No clinically significant drug interactions have been reported to date with rifaximin. Although the drug induces CYP3A4 enzymes, studies of concurrent administration of rifaximin with midazolam, and with a single dose of the oral contraceptive ethinylestradiol and norgestimate, did not show changes in the pharmacokinetics of these drugs.

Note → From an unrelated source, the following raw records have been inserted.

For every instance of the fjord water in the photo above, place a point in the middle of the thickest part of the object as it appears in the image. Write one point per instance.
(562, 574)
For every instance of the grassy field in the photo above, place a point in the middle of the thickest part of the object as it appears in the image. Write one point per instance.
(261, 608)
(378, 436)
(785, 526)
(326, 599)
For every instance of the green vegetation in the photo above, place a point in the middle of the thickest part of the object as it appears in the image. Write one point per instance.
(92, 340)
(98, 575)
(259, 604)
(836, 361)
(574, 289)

INTERACTIONS WITH DRUGS USED FOR TRAVEL TO HIGH ALTITUDES

Acetazolamide

Acetazolamide produces alkaline urine that can increase the rate of excretion of barbiturates and salicylates and may potentiate salicylate toxicity, particularly if taking a high dose of aspirin. Decreased excretion of dextroamphetamine, anticholinergics, mecamylamine, ephedrine, mexiletine, or quinidine may also occur. Hypokalemia caused by corticosteroids may be potentiated by concurrent use of acetazolamide. Acetazolamide should not be given to patients taking the anticonvulsant topiramate, as concurrent use is associated with increased toxicity. Increased monitoring of cyclosporine, tacrolimus, and sirolimus is warranted if these drugs are given with acetazolamide. Concurrent administration of metformin and acetazolamide should be done with caution as there may be an additive risk for lactic acidosis.

Dexamethasone

Dexamethasone interacts with multiple classes of drugs. Using this drug to treat altitude illness may, however, be life-saving. Interactions may occur with dexamethasone and the following drugs and drug classes: macrolide antibiotics, anticholinesterases, anticoagulants, hypoglycemic agents, isoniazid, digitalis preparations, oral contraceptives, and phenytoin.